Na Declaração Conjunta das Nações Unidas (ONU), da Organização para a Segurança e a Cooperação na Europa (OSCE), da Organização dos Estados Americanos (OEA) e da Comissão Africana para os Direitos Humanos e da Mulher (CADHP), sobre «fake news», desinformação e propaganda [3] é sublinhado o potencial da desinformação e da propaganda para induzir em erro e interferir com o direito do público de saber, bem como os direitos individuais de procurar, receber e partilhar informação e ideias de todos os tipos, sendo sublinhados, como objetivos a alcançar, com vista a garantir esses direitos sem interferência das autoridades públicas e independentemente das fronteiras, os seguintes:
i) Aumentar a longo prazo a resiliência dos europeus, dotando-os de sentido crítico que permita proactivamente reconhecer várias formas de desinformação.
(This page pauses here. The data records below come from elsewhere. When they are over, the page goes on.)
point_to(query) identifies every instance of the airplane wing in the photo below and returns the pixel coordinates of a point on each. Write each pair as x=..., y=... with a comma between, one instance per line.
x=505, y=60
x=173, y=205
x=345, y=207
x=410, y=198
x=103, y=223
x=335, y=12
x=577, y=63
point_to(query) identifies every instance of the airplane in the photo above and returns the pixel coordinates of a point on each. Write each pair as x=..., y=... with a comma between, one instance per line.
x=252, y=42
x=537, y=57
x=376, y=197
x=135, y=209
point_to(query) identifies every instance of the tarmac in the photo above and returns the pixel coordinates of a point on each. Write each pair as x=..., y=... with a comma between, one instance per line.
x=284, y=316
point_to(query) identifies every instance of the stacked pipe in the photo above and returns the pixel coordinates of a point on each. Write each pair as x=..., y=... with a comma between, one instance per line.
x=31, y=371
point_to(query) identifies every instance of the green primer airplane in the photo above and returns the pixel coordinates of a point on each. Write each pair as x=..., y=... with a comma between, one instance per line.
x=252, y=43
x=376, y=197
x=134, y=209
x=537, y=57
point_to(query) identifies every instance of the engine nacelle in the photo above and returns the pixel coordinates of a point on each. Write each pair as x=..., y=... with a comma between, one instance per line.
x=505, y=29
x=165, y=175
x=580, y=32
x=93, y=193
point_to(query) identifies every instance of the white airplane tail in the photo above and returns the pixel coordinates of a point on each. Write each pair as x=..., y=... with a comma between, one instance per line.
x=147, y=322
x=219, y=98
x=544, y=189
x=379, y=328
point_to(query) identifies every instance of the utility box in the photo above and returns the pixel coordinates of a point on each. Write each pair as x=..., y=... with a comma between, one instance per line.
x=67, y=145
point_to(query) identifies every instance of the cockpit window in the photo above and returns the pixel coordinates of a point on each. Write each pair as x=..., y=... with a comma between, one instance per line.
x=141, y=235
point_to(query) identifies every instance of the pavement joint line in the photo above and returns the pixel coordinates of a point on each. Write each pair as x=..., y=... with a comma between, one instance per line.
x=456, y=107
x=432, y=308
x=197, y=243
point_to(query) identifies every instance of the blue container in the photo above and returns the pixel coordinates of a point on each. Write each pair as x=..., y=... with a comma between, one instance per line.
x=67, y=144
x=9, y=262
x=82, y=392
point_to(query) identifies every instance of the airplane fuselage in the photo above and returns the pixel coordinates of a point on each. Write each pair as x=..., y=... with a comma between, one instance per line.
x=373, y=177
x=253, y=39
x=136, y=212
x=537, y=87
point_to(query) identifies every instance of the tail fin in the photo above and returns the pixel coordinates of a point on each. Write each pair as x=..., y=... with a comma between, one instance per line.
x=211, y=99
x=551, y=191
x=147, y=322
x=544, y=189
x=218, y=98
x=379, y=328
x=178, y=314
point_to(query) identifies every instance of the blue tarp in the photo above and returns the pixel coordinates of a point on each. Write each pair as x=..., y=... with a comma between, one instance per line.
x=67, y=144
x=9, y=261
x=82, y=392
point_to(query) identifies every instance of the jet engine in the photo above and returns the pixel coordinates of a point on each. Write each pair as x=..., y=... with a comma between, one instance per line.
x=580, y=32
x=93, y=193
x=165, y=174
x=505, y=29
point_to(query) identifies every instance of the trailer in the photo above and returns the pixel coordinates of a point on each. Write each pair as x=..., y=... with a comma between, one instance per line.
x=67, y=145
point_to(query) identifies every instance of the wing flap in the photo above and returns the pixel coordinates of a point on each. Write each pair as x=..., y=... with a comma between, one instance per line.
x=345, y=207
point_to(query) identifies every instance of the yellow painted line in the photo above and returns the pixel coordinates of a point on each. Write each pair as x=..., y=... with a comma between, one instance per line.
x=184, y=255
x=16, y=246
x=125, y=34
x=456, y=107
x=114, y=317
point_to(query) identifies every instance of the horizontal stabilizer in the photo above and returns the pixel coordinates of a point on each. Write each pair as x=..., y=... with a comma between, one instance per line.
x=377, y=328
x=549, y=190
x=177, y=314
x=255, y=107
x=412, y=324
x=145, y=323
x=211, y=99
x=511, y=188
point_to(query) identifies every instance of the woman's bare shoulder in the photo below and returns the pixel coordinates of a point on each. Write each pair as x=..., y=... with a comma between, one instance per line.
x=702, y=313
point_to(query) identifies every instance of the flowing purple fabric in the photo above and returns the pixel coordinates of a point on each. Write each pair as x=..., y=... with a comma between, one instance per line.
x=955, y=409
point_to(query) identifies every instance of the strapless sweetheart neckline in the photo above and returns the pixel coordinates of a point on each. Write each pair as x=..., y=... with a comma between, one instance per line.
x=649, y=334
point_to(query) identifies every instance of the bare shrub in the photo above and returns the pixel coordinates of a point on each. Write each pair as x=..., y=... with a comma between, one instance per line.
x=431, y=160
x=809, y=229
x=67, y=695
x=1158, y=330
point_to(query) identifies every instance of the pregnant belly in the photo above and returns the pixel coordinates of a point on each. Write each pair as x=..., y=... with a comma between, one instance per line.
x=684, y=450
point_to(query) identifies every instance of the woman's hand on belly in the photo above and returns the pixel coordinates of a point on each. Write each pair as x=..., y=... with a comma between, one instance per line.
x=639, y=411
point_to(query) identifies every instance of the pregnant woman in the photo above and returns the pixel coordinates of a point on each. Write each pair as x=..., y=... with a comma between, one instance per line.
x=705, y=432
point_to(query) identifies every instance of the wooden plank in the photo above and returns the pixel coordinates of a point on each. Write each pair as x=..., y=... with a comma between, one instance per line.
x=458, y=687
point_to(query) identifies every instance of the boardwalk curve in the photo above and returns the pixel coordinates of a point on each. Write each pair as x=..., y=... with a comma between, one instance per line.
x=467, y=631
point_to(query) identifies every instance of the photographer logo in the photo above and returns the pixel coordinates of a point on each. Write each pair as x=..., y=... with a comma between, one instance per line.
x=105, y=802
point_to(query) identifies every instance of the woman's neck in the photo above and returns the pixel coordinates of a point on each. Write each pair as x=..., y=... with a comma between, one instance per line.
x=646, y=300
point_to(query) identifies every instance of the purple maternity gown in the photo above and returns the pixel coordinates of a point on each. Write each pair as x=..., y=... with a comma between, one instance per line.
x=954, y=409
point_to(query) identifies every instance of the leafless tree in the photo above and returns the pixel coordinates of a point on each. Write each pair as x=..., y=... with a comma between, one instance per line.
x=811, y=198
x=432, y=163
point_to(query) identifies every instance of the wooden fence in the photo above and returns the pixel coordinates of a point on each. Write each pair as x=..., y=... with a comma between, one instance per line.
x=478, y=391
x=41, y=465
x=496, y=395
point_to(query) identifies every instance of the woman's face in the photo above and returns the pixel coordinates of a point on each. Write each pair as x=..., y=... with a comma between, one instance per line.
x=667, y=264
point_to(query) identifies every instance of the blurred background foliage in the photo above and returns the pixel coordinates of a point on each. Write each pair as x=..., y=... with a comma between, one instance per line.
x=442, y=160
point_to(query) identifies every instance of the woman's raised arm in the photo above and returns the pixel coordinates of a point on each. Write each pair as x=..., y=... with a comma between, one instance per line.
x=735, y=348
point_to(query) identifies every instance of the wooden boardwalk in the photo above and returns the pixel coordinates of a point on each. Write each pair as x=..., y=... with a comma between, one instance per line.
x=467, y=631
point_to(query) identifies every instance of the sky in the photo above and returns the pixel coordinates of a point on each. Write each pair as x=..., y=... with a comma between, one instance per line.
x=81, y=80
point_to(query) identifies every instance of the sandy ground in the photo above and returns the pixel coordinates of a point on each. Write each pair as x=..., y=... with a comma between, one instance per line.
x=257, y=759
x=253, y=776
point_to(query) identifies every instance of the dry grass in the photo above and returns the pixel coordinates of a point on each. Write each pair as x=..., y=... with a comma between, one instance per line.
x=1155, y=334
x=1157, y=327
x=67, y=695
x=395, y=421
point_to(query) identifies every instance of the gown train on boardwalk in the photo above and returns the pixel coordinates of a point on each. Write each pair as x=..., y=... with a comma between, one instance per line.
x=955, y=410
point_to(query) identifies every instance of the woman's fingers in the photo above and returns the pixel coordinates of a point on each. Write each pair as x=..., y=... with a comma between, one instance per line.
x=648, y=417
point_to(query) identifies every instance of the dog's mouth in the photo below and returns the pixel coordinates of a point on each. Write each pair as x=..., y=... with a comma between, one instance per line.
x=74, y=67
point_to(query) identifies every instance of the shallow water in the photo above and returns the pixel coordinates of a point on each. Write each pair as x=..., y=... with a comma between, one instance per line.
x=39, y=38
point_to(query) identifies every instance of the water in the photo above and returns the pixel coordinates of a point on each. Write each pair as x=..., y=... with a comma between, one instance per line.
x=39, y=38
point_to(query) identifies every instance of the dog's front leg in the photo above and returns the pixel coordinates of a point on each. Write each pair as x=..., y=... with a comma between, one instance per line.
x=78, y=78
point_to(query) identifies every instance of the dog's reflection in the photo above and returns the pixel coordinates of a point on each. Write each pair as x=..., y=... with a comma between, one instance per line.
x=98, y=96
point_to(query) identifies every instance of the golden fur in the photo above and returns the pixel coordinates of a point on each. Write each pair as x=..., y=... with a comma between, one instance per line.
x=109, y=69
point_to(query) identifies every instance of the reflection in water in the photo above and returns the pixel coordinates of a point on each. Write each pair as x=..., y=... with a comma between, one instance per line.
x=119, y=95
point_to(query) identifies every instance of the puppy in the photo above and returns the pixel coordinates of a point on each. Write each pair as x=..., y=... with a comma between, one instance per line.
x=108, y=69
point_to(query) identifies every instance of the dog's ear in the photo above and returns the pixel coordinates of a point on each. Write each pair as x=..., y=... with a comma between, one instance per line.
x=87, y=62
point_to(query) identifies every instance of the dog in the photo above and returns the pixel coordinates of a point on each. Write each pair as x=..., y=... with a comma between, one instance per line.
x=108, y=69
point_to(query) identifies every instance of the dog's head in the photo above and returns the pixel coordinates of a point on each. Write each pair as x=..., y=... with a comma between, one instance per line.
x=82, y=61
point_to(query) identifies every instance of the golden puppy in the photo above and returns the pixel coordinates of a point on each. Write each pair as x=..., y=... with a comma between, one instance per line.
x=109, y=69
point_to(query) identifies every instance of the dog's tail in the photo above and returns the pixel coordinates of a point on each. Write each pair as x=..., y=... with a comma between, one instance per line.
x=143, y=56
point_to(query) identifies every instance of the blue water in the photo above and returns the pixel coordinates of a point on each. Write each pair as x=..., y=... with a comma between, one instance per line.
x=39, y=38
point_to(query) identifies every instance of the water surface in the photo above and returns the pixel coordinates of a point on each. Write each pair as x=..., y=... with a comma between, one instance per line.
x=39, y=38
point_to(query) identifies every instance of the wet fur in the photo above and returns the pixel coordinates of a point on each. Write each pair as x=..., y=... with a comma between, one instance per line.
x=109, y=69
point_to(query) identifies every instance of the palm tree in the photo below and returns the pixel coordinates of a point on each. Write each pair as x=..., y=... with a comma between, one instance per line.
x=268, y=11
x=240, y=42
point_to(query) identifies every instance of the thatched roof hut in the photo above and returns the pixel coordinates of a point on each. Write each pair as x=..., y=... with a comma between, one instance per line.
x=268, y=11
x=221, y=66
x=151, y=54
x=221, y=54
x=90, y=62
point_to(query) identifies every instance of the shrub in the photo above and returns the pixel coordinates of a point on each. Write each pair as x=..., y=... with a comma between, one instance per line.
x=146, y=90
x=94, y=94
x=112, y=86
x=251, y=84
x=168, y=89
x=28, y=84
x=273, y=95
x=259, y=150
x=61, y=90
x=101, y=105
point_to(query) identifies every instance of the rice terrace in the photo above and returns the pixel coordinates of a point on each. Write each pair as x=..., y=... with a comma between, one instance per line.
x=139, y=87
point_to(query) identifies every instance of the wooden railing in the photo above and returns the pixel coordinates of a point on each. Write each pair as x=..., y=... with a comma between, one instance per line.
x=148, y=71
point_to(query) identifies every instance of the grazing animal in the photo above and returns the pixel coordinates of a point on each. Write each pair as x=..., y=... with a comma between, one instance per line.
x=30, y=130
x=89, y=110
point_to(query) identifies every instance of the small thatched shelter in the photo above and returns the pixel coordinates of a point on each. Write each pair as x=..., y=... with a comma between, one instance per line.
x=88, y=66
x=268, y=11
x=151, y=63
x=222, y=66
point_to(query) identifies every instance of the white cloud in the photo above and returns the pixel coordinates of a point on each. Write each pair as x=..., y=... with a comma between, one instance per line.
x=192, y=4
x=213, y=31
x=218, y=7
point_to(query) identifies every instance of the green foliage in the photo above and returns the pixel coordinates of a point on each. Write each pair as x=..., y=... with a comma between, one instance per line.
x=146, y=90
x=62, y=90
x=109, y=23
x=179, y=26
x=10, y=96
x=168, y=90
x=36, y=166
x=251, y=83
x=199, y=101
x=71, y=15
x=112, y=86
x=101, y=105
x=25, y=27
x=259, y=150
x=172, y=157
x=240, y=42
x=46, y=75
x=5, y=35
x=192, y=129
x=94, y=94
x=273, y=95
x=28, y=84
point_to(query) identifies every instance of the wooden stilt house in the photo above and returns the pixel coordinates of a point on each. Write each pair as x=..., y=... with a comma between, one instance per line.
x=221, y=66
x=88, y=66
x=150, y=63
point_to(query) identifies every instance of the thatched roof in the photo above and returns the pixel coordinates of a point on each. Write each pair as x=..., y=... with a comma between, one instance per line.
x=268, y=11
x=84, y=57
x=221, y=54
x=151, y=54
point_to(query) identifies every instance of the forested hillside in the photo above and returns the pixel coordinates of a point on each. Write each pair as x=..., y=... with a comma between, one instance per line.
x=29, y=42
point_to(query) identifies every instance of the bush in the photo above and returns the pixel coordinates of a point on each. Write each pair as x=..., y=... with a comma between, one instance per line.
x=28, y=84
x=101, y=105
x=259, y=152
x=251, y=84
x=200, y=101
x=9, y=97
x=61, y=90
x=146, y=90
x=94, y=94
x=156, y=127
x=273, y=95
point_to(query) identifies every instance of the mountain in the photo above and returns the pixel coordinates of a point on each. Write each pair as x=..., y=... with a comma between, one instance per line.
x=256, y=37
ii) Assegurar que as respostas à desinformação são sempre atualizadas, o que requer uma monitorização constante da natureza em evolução do problema, da constante inovação na conceção de respostas adequadas e avaliação da sua eficiência.
Na Comunicação dirigida ao Parlamento Europeu, ao Conselho, ao Comité Económico eSocial Europeu e ao Comité das Regiões, subordinada ao tema «Combater a desinformação em linha: uma estratégia europeia» [4], de 26 de abril de 2018, a Comissão manifestou a preocupação da exposição dos cidadãos europeus à desinformação em larga escala, recordando que «[a]s nossas sociedades democráticas e abertas dependem de debates públicos que permitam a cidadãos bem informados expressarem a sua vontade mediante processos políticos livres e justos. Os meios de comunicação têm desempenhado, tradicionalmente, um papel essencial na responsabilização das autoridades públicas e no fornecimento das informações que permitem aos cidadãos formarem as suas próprias opiniões sobre questões sociais e participarem ativa e efetivamente na sociedade democrática. Na Europa, os meios de comunicação tradicionais estão sujeitos a uma vasta gama de regras sobre imparcialidade, pluralismo, diversidade cultural, conteúdos nocivos, publicidade e conteúdos patrocinados. A democracia na União Europeia assenta na existência de meios de comunicação social livres e independentes».
A desinformação mina a confiança nas instituições e nos meios de comunicação tradicionais e digitais e prejudica as nossas democracias ao comprometer a capacidade dos cidadãos de tomarem decisões bem informadas, portanto, a desinformação enfraquece a liberdade de expressão.
A principal obrigação dos intervenientes estatais é a de abster-se de interferir e censurar e garantir um ambiente favorável a um debate inclusivo e pluralista. O conteúdo legal, mesmo que se trate de conteúdo alegadamente nocivo, está geralmente protegido pela liberdade de expressão e deve ser abordado de forma diferente dos conteúdos ilegais, no caso dos quais se pode justificar a remoção do próprio conteúdo.